La ville catalane de Figueres, à une vingtaine de kilomètres au sud de la frontière française, s'est réveillée dans un nuage de fumée.
Le clocher de l'église Sant Pere et la coupole du musée Dali étaient noyés dans un halo grisâtre, et on pouvait sentir une forte odeur de brûlé dans les rues de la ville, toute proche des premiers foyers d'incendie.
Pourtant, pour la première fois depuis dimanche, les autorités catalanes laissaient entrevoir une accalmie.
"L'impression est qu'il sera possible d'entrer dans une phase de contrôle dans la journée", a déclaré le ministre catalan de l'Intérieur, Felip Puig. "Nous sommes raisonnablement optimistes", a-t-il ajouté, estimant que les conditions climatiques étaient favorables, avec une baisse des températures, l'augmentation de l'humidité dans l'air et l'absence de vent. Environ 1.500 personnes, pompiers, policiers et militaires, gardes forestiers et volontaires, luttaient mardi contre le feu, appuyés par 25 avions et hélicoptères espagnols et français.
Les bombardiers d'eau ont dû se poser lundi soir en raison du vent mais il "s'est adouci pendant la nuit", permettant la reprise des opérations, a expliqué une porte-parole des pompiers.
A Figueres, les habitants découvraient leur ville sous un jour inconnu.
"Je ne me souviens pas d'avoir déjà vu un tel nuage de fumée sur Figueres, c'est la première fois", note Maria Angels Rodriguez, agent immobilier de 50 ans.
Se rendant au travail près du musée Dali, elle échange des propos avec un marchand de fruits et légumes. "Dimanche, il y a aussi eu de la fumée mais c'était le soir, aujourd'hui c'est très surprenant."

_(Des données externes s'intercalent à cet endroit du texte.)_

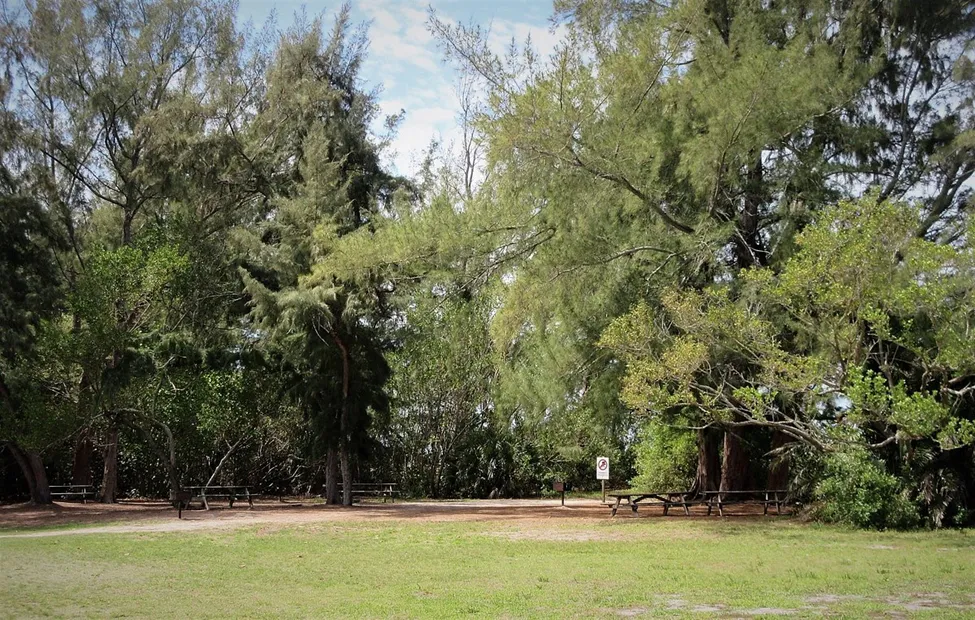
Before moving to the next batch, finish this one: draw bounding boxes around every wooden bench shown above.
[607,489,789,517]
[185,486,254,510]
[339,482,399,504]
[50,484,97,504]
[169,489,193,519]
[703,489,789,517]
[607,491,704,517]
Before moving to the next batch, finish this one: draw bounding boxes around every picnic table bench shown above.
[50,484,97,504]
[607,491,704,517]
[184,485,254,510]
[704,489,789,517]
[607,489,789,517]
[339,482,399,504]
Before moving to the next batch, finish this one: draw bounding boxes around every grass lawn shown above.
[0,518,975,618]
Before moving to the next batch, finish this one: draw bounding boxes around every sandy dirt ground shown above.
[0,499,780,537]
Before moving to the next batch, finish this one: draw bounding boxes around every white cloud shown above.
[354,0,564,174]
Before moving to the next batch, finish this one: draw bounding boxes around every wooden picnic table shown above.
[607,489,789,517]
[184,485,254,510]
[606,491,700,517]
[703,489,789,517]
[49,484,96,504]
[339,482,399,504]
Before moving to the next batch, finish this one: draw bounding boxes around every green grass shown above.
[0,518,975,618]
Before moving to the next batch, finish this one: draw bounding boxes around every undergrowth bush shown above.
[630,421,697,491]
[815,447,920,529]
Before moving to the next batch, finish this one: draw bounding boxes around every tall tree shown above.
[244,6,396,505]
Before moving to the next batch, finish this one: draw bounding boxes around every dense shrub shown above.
[815,447,920,529]
[630,420,697,490]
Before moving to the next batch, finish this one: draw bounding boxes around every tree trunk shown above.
[765,431,792,489]
[204,435,247,486]
[339,443,352,506]
[71,429,93,485]
[7,442,51,504]
[325,442,339,504]
[332,329,352,506]
[101,426,118,504]
[720,429,748,491]
[27,452,51,504]
[693,428,721,493]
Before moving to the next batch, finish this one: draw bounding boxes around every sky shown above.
[238,0,560,174]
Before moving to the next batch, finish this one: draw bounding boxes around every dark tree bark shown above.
[7,442,51,504]
[71,429,93,485]
[693,428,721,493]
[339,442,352,506]
[101,426,118,504]
[325,441,340,504]
[331,329,352,506]
[720,429,748,491]
[765,431,793,489]
[27,452,51,504]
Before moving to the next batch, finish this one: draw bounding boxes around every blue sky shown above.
[239,0,560,173]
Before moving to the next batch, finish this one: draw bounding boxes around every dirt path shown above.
[0,500,624,538]
[0,499,784,538]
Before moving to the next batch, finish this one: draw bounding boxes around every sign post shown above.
[596,456,609,504]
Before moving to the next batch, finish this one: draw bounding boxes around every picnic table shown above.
[704,489,789,517]
[339,482,399,504]
[50,484,96,504]
[606,491,702,517]
[607,489,789,517]
[185,485,254,510]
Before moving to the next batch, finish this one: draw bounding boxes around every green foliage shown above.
[815,447,920,529]
[630,420,697,491]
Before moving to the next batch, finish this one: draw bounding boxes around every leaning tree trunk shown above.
[7,442,51,504]
[325,441,340,504]
[339,442,352,506]
[765,431,792,489]
[332,330,352,506]
[101,426,118,504]
[71,429,93,485]
[27,452,51,504]
[720,429,748,491]
[692,428,721,493]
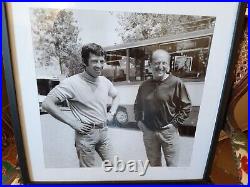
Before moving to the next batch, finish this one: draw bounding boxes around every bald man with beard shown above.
[134,49,191,167]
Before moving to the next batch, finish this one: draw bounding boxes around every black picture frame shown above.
[2,3,246,184]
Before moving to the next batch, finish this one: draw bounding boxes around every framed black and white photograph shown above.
[3,2,244,183]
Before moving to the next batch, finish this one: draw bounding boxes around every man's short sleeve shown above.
[48,79,74,102]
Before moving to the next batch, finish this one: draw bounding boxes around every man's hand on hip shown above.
[107,112,114,122]
[71,120,92,134]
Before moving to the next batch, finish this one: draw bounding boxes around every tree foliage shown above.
[31,9,82,76]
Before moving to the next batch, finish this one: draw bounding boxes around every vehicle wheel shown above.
[115,108,128,126]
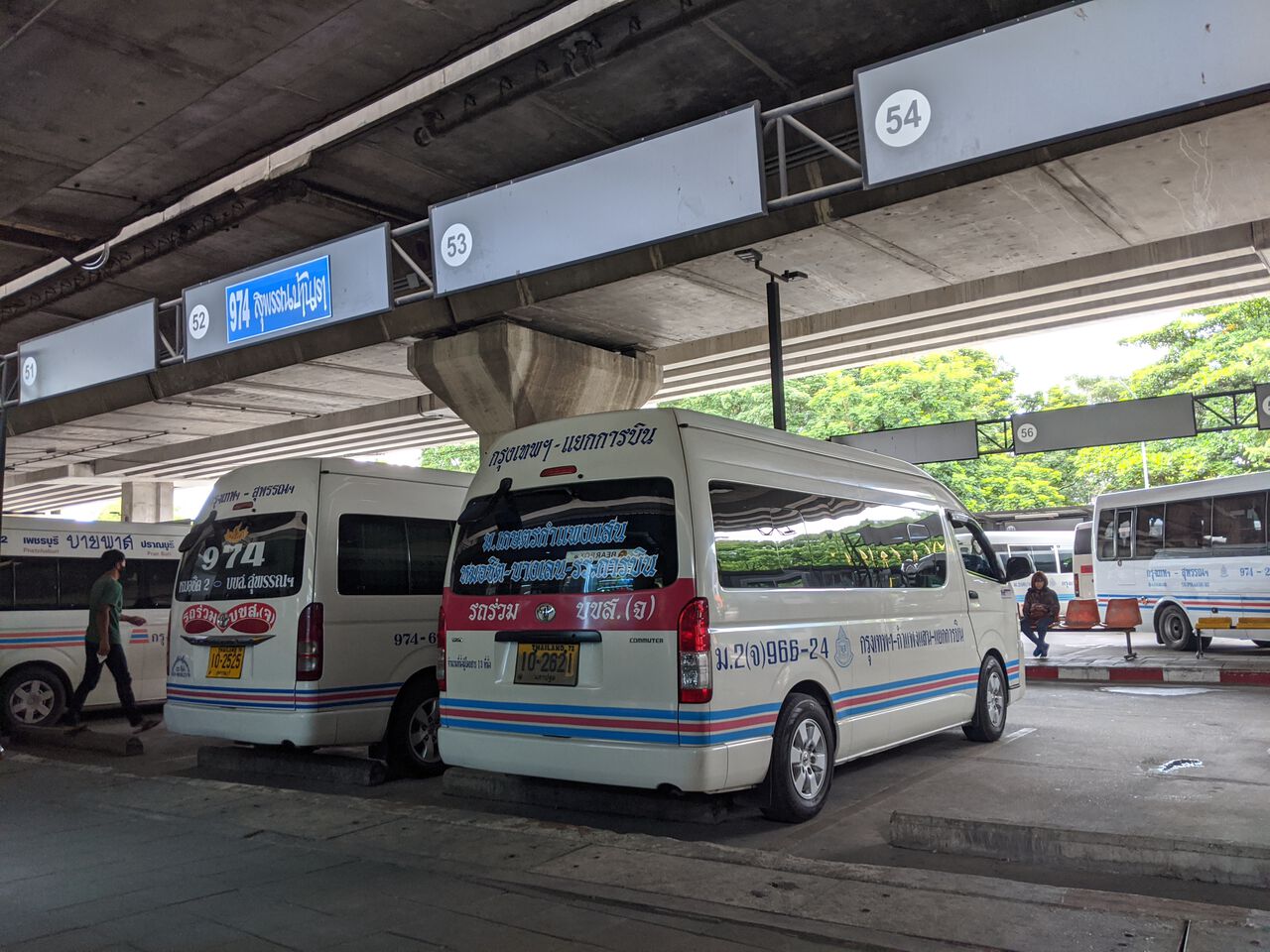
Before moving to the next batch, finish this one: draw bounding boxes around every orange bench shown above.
[1049,598,1142,661]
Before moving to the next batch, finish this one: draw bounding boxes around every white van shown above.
[0,516,190,727]
[165,458,471,774]
[439,410,1026,820]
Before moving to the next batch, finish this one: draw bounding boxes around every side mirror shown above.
[1006,556,1033,581]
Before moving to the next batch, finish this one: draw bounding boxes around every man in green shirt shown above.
[63,548,159,734]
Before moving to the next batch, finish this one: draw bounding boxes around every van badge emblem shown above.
[833,625,854,667]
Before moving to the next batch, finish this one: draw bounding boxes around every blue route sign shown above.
[225,255,331,344]
[182,223,393,361]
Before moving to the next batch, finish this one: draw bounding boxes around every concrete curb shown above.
[198,748,387,787]
[890,811,1270,889]
[1025,661,1270,688]
[10,725,145,757]
[441,767,757,825]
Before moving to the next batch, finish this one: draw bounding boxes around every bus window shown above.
[1098,509,1115,558]
[1134,503,1165,558]
[1165,499,1212,551]
[1212,493,1266,554]
[13,558,59,611]
[1010,545,1072,575]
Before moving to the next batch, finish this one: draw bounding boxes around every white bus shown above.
[165,458,471,774]
[987,530,1076,604]
[0,516,188,727]
[439,410,1028,821]
[1093,472,1270,652]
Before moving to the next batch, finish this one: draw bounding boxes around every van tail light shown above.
[296,602,322,680]
[437,606,445,690]
[680,598,713,704]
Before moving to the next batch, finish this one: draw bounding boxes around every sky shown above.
[55,309,1179,520]
[975,308,1179,394]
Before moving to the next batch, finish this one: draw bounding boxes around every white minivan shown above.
[439,410,1028,821]
[165,458,471,774]
[0,516,190,727]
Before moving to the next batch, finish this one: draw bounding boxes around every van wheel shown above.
[762,694,833,822]
[0,663,66,727]
[961,654,1010,742]
[1156,606,1195,652]
[384,675,445,776]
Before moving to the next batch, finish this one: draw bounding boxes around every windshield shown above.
[952,516,1006,581]
[450,477,679,595]
[177,513,306,602]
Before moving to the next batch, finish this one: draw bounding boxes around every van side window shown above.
[13,557,59,611]
[336,513,453,595]
[710,481,948,589]
[405,520,454,595]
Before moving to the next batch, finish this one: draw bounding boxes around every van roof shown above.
[217,456,472,489]
[675,409,938,481]
[1094,472,1270,508]
[318,456,472,489]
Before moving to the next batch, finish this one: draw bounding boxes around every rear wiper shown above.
[177,509,216,552]
[458,476,512,526]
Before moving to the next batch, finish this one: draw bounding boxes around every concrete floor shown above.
[17,683,1270,908]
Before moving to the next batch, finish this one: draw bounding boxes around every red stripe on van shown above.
[442,579,698,631]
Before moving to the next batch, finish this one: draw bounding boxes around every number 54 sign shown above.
[874,89,931,149]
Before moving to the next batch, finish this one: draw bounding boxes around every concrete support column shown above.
[119,482,173,522]
[409,321,662,452]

Penchés sur des journaux ouverts aux pages consacrées aux incendies, Cebria Barris, 79 ans, et Isidre Asparo, 55 ans, se souviennent des incendies de 1986, qui avaient déjà recouvert Figueres d'une couche de fumée.
"J'étais trop jeune en 1986 pour m'en souvenir, donc pour moi c'est la première fois que je vois un tel nuage de fumée, mais ça dure depuis dimanche", dit pour sa part Isaac Hernandez.
L'homme de 33 ans, qui nettoie le comptoir du café Xiroi, l'avoue: "Je n'ai pas peur parce que nous sommes en ville, mais je suis triste pour ce qui se passe dans les montagnes".
L'incendie, qui a laissé derrière lui d'immenses étendues de végétation calcinée, ne progresse presque plus depuis lundi, après avoir brûlé environ 14.000 hectares.
Le feu avait démarré dimanche dans le village franco-espagnol du Perthus, avant de se propager, côté espagnol à la ville de La Junquera et à la région catalane de l'Alt Emporda, située au sud.
Attisé par une très forte tramontane, vent soufflant du nord-ouest, le feu a progressé très rapidement vers le sud, jusqu'à ce qu'une accalmie lundi ne freine son avancée.
Trois personnes sont mortes dimanche: un Espagnol de 75 ans, qui a succombé à une crise cardiaque après avoir vu sa maison entourée par les flammes, dans le village de Llers, près de La Junquera, ainsi que deux Français, un homme et sa fille de 15 ans, qui se sont jetés à la mer en voulant échapper aux flammes, dans la localité côtière de Port-Bou, sur la Méditerranée.
Dans 17 villages, les autorités ont recommandé à la population de rester confinées chez elles, portes et fenêtres closes, tandis que la région se transformait en un gigantesque brasier.
Des centaines de personnes évacuées, dont des campeurs, ont aussi été hébergées dans des centres d'urgence, dormant dans des salles sportives comme à Figueres.
L'autoroute qui relie la France à l'Espagne, entre Perpignan et Figueres, a pu rouvrir dans les deux sens lundi, après avoir été fermée à deux reprises depuis la veille.
Les incendies de forêt et de broussailles sont particulièrement nombreux cette année en Espagne, où l'hiver a été le plus sec depuis environ 70 ans. Le plus dévastateur à ce jour a détruit début juillet 50.000 hectares de végétation dans la région de Valence, dans l'est du pays.